The PlayStation 3’s highly complex Cell architecture makes it an incredibly difficult task to emulate. This means it’s sensible for Sony to focus on older emulation via traditional avenues while the PlayStation Now streaming service is used to offer PlayStation 3 games. Unfortunately, Sony will not be offering any support for retail PlayStation 2 discs, and charging for digital copies on the PlayStation Store. The PlayStation Blog revealed Sony’s pricing model and plans for the future:
- Dark Cloud — $14.99/£11.99
- Grand Theft Auto III — $14.99/£11.99
- Grand Theft Auto: Vice City — $14.99/£11.99
- Grand Theft Auto: San Andreas — $14.99/£11.99
- Rogue Galaxy — $14.99/£11.99
- The Mark of Kri — $14.99/£11.99
- Twisted Metal: Black — $9.99/£7.99
- War of the Monsters — $9.99/£7.99
As you can see, this is a fairly expensive proposition on games like Grand Theft Auto: Vice City which can be picked up for £2 in second-hand stores. Although, JRPGs like Rogue Galaxy go for a decent amount of money on the pre-owned market. Nevertheless, physical copies have the advantage of gorgeous artwork and resale value. Additionally, these games can be played quite easily via a PC emulator without any performance problems. Some critics might argue that this is a legal issue, but as long as you own the original games it shouldn’t be frowned upon!
I honestly believe it’s poor form from Sony to charge high prices on PlayStation 2 titles and expect UK customers to pay extra. For example, the $14.99 games actually cost $18.12 in the UK according to the current currency conversion. While the introduction of trophies might add some value, I cannot see the point of purchasing given the cheap price of the PlayStation 2 hardware.
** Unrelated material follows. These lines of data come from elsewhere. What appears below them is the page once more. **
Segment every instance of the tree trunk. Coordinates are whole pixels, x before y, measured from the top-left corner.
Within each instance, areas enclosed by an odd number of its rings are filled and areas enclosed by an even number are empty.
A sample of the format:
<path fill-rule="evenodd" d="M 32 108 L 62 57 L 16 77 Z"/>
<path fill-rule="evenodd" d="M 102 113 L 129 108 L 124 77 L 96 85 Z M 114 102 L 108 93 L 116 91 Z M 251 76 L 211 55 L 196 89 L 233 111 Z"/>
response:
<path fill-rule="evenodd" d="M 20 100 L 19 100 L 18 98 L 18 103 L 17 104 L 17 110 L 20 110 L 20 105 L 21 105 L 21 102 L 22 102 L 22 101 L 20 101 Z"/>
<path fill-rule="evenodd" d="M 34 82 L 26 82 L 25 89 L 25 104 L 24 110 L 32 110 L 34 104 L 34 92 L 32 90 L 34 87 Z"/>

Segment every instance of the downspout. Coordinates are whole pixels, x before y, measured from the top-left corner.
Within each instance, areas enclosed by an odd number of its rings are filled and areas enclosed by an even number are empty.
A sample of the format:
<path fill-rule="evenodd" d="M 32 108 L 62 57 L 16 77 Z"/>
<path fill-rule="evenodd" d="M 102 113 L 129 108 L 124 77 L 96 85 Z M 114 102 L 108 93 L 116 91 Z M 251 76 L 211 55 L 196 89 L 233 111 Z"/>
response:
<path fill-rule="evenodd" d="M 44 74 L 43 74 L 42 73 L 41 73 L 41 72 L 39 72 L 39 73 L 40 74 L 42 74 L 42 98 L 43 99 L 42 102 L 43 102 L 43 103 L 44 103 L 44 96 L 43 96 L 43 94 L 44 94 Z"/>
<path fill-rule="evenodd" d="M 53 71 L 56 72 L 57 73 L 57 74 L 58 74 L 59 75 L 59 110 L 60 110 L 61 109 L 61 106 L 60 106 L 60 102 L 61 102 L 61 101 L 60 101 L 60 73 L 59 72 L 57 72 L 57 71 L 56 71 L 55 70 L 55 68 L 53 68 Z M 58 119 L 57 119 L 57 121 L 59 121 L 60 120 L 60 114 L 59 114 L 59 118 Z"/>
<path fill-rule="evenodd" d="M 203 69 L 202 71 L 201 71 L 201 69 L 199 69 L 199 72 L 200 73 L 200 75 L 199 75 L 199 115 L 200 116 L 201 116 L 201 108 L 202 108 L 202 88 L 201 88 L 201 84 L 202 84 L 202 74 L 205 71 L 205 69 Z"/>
That’s not to say there isn’t potential in the scheme, as sale prices would make the games more appealing.
Clearly, some people will purchase these at full price and be content with playing their favourite PlayStation 2 games at 1080P. However, Sony is relying too much on their old library and reselling existing content. This is madness to a PC gamer who can easily up the resolution of a 10 year old game in the future at zero cost.